Hier untersuchten die Tierärzte Nano zuerst gründlich und entschieden sich dann, ein Röntgenbild vom aufgeblähten Bauch zu machen. Röntgenaufnahme des Bauchraumes von Nano.

Das Bild war eindeutig: ein kreisrunder Fremdkörper lag in Nanos Magen und verstopfte den Abfluss in den Dünndarm, den sogenannten Pförtner oder Pylorus. Damit konnte das aufgenommene Futter und auch Wasser, das der Hund aufgrund der Stresssituation in großen Mengen getrunken hatte, nicht mehr weitertransportiert werden. Dies hatte dann zur Folge, dass der Magen immer größer und größer wurde und schließlich auch der Mageneingang soweit abgedrückt wurde, dass ein Erbrechen auch nicht mehr möglich war. Nano war ein dringender Notfall, denn der vergrößerte Magen drückte auf das Zwerchfell und beeinträchtigte auch die Atmung und die Herzleistung des Tieres. Zuerst wurde ein Venenkatheter gelegt, um den Patienten mit den notwendigsten Medikamenten und Tropf gegen einen möglichen Schockzustand zu versorgen. Dann wurde der Hund vorsichtig in Narkose gelegt und intubiert, damit die Versorgung mit Atemluft gewährleistet ist und kein Fremdmaterial in die Lungen eingeatmet werden kann. Im Hamburger Tierspital werden kritische Patienten routinemäßig an ein modernes Narkosegerät aus der Humanmedizin angeschlossen, bei dem EKG, Sauerstoffversorgung und Narkosetiefe exakt eingestellt werden können. Ein Anästhesist überwacht die Narkose. Dann wurde über die Speiseröhre vorsichtig ein Schlauch bis in den Magen vorgeschoben und dieser entleert und gespült, um den Druck auf die lebenswichtigen Organe zu verringern und ein Reißen der Magenwand zu verhindern.

Röntgenaufnahme von Nanos Bauchraum nach der Entfernung der Flüssigkeit aus dem Magen.

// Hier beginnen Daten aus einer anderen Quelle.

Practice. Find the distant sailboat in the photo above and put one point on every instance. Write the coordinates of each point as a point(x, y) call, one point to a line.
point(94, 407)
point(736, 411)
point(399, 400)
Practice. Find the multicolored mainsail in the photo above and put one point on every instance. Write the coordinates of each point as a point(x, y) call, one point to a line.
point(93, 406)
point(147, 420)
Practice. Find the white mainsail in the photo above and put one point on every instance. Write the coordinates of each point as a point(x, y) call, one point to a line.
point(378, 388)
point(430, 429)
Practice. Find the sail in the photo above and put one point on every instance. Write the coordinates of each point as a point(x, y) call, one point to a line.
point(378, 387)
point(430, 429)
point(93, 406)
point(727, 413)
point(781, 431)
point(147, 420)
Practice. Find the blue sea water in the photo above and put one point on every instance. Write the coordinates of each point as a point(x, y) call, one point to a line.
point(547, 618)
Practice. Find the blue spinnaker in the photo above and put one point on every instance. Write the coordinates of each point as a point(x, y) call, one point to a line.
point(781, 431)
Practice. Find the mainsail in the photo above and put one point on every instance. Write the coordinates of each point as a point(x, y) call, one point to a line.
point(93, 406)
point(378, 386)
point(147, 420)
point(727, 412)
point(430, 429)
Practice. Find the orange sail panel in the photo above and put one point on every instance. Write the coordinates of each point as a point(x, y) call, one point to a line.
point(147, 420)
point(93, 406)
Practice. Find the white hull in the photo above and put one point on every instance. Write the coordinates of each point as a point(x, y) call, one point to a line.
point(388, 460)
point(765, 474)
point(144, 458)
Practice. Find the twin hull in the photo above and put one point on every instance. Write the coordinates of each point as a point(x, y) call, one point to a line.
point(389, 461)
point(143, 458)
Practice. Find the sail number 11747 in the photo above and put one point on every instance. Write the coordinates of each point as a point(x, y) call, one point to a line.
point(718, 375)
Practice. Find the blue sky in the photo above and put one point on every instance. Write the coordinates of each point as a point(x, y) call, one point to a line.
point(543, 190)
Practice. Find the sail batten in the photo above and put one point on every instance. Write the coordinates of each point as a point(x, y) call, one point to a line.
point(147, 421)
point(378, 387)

Trotz mehrerer Versuche gelang es aber leider nicht, den Fremdkörper mit einer langen Zange zu greifen und herauszuziehen, und somit war eine OP unumgänglich. Nanos Bauch wurde rasiert und desinfiziert, der Chirurg eröffnete die Bauchhöhle und lagerte den Magen vor. Ein weiterer Schnitt und die Ursache des Übels war zu erkennen: die verhärteten Reste eines Balls kamen zum Vorschein, den der Hund vorher verschluckt hatte.


Bild aufgenommen während der Operation von Nano.Mall mit Zentimetermass, er mißt 4 cm im Durchmesser.


Der Magen wurde daraufhin wieder vernäht, die Bauchdecke geschlossen und das Tier aus der Narkose geweckt. Nano musste dann noch ein paar Tage im Hamburger Tierspital bleiben, da er die ersten Tage nach der OP nicht fressen durfte und über den Tropf versorgt wurde. Für ihn wohl das Schlimmste an der ganzen Sache, aber inzwischen ist Nano wieder entlassen und kann wieder ordentlich fressen – aber hoffentlich keine Bälle mehr.

Nano sitzt am Tropf und sieht recht hungrig aus.

 

Der Hund darf aufgrund der Wunde im Magen keine Nahrung zu sich nehmen und wird über die Vene durch einen Tropf ernährt. Nano sieht sehr hungrig aus und sehnt sich nach einem leckeren Stück Fleisch.